A post is a user submitted message enclosed into a block containing the user's details and the date and time it was submitted. Members are usually allowed to edit or delete their own posts. Posts are contained in threads, where they appear as boxes one after another. The first post starts the thread; this may be called the TS (thread starter) or OP (original post). Posts that follow in the thread are meant to continue discussion about that post, or respond to other replies; it is not uncommon for discussions to be derailed.

On Western forums, the classic way to show a member's own details (such as name and avatar) has been on the left side of the post, in a narrow column of fixed width, with the post controls located on the right, at the bottom of the main body, above the signature block. In more recent forum software implementations the Asian style of displaying the members' details above the post has been copied.

Posts have an internal limit usually measured in characters. Often one is required to have a message of minimum length of 10 characters. There is always an upper limit but it is rarely reached – most boards have it at either 10,000, 20,000, 30,000 or 50,000 characters.

Most forums keep track of a user's postcount. The postcount is a measurement of how many posts a certain user has made.[24] Users with higher postcounts are often considered more reputable than users with lower postcounts. Some forums have disabled postcounts in the hopes that doing so will reduce the emphasis on quantity over quality of information.

Thread

A thread (sometimes called a topic) is a collection of posts, usually displayed from oldest to latest, although this is typically configurable: options for newest to oldest and for a threaded view (a tree-like view applying logical reply structure before chronological order) can be available. A thread is defined by a title, an additional description that may summarize the intended discussion, and an opening or original post (common abbreviation 'OP', which can also mean original poster) which opens whatever dialogue or makes whatever announcement the poster wished. A thread can contain any number of posts, including multiple posts from the same members, even if they are one after the other.

A thread is contained in a forum, and may have an associated date which is taken as the date of the last post (options to order threads by other criteria are generally available). When a member posts in a thread it will jump to the top since it is the latest updated thread. Similarly, other threads will jump in front of it when they receive posts. When a member posts in a thread for no reason but to have it go to the top, it is referred to as a bump or bumping.
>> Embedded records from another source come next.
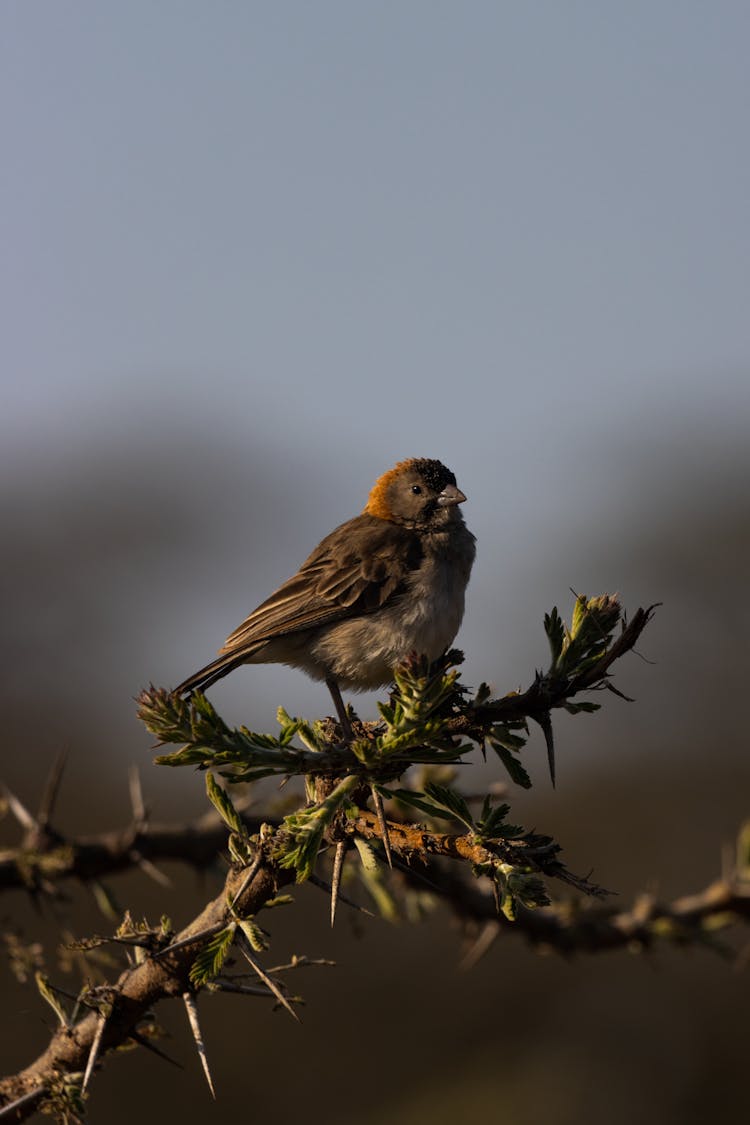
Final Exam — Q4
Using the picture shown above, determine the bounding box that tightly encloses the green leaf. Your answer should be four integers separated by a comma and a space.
206, 772, 246, 837
279, 774, 362, 883
190, 923, 236, 986
564, 701, 602, 714
425, 781, 475, 829
34, 972, 67, 1027
354, 836, 398, 923
544, 605, 566, 664
391, 789, 454, 820
240, 918, 269, 953
476, 797, 512, 839
489, 735, 531, 789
Threads which are important but rarely receive posts are stickyed (or, in some software, 'pinned'). A sticky thread will always appear in front of normal threads, often in its own section.

A thread's popularity is measured on forums in reply (total posts minus one – the opening post) counts. Some forums also track page views. Threads meeting a set number of posts or a set number of views may receive a designation such as "hot thread" and be displayed with a different icon compared to others threads. This icon may stand out more to emphasize the thread.